За обедом Клавдий Сергеевич рассуждал о том, что любой человек должен самостоятельно найти свое место в жизни и выработать свое отношение к ней, чтобы никогда не было зазорным сказать: «Да, я делаю то-то и то-то!» Он, отец, рад, что сын хочет выбрать для себя рабочую специальность. Но когда он изберет эту специальность, надо отдать ей всего себя, если хочешь, чтобы был толк…
За обедом Станислав скучал.
На другой день он впервые очутился на территории комбината. Отец водил сына по многочисленным цехам; на участке, где установлена пилорама, показал, как разрезают бревна и получают доски; в другом цехе Станислав увидел, как делают мебель; познакомился он и с устройством сушильных камер, откуда материал поступает в заготовительный — отцовский — цех.
— Вот на этой пиле разрезают доски поперек. Смотри внимательно, — рассказывал и показывал отец. — Рабочий нажимает на педаль, диск поднимается и режет доску пополам. Дешево и сердито. На этот станок мы обычно ставим новичков… Отсюда и начинается мой цех. С понедельника ты начнешь работать на циркульной пиле.

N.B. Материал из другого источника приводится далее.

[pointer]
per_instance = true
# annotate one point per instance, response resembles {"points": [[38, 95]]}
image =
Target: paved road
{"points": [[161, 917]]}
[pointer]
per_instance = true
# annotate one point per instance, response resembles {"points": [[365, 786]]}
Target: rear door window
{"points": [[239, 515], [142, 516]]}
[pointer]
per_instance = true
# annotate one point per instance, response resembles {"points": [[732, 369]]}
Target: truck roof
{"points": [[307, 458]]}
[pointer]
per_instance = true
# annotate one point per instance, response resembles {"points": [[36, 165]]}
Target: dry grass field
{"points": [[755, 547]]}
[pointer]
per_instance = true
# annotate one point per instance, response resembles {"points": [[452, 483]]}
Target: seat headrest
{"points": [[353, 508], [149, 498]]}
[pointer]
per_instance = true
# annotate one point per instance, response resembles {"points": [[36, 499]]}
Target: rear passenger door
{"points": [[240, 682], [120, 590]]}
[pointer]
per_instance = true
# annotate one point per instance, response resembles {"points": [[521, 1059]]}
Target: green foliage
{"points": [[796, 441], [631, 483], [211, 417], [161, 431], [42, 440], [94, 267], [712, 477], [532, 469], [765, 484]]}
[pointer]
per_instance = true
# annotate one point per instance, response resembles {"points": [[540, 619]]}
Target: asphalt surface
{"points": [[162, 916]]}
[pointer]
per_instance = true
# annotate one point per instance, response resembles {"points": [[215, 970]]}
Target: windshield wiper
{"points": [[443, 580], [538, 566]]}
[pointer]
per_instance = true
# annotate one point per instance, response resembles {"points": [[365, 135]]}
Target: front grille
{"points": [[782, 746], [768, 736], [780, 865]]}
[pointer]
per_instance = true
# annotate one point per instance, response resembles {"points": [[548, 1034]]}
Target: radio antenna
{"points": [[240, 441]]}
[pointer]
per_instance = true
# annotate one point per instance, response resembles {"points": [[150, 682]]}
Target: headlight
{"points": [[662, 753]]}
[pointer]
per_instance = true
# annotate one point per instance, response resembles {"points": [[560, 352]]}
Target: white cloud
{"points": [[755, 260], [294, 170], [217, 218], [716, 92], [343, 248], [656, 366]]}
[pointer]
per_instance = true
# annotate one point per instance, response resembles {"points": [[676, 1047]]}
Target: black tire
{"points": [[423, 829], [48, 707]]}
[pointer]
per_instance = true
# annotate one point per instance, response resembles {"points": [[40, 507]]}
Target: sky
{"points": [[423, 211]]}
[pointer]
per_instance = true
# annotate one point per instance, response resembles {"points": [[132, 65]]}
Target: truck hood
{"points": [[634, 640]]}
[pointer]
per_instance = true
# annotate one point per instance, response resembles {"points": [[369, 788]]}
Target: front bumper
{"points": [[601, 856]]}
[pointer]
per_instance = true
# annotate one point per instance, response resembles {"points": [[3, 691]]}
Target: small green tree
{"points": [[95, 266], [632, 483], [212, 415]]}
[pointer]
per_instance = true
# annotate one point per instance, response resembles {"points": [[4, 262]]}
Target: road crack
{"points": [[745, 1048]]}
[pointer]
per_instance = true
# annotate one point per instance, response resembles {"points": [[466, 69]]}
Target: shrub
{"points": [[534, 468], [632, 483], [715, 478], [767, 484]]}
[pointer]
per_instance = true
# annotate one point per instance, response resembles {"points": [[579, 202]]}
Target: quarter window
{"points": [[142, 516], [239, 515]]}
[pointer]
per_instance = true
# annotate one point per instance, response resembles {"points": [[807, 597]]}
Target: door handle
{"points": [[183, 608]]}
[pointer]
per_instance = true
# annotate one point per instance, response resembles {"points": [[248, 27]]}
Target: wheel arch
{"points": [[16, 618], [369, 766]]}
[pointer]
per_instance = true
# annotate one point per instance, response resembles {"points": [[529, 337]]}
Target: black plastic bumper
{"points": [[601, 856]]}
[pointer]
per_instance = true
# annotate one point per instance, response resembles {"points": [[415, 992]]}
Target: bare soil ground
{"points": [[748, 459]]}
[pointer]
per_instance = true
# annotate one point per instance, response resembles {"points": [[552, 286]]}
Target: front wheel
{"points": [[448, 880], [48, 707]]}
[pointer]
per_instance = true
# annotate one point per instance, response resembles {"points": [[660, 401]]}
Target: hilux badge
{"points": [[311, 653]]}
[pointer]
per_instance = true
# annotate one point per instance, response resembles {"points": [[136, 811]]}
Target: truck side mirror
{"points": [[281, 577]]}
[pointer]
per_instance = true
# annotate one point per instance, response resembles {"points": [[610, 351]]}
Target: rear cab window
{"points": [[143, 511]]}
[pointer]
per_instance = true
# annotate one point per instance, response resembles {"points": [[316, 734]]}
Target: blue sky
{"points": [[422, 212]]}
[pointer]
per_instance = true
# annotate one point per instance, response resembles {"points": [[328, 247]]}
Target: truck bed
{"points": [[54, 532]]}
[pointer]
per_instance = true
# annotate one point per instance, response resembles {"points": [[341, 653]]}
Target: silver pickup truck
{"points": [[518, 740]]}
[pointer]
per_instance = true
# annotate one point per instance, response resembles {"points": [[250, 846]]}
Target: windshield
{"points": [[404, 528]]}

Выйдя в этот день за ворота комбината, Станислав медленно шагал по селу, переживая свои впечатления. Он загорелся, когда отец предложил ему поработать на производстве, но теперь от такого чувства не осталось и следа; он увидел, что ничего сложного в специальности станочника нет, что значительно интереснее трудиться, возможно, в том цехе, где делают мебель. Но теперь уже поздно идти на попятную, слишком поздно.
Станислав задумчиво смотрел себе под ноги, вспоминая все «представления» и знакомства, и ему было не по себе. Отступать поздно, конечно, но что, если попроситься в другую смену? Почему обязательно он должен работать в отцовской смене? Станислав представил себе, как он ежедневно будет видеть отца; тот станет следить за ним, проверять каждую деталь, которую он изготовит своими руками, придираться к каждому просчету, а это приведет к многочисленным стычкам.
Надо работать в другой смене! Пусть — в заготовительном цехе, но — у другого мастера.
Повеселев, он поднял голову и увидел, что находится неподалеку от книжного магазина. Станислав испытал желание поделиться с Тамарой Акимовной своими мыслями и планами. Он старался не думать о том, что у него просто-напросто возникло желание увидеть эту добрую и красивую женщину.
Станислав толкнул дверь и вошел в полупустой магазин. Тамара Акимовна, увидев гостя, пошла ему навстречу.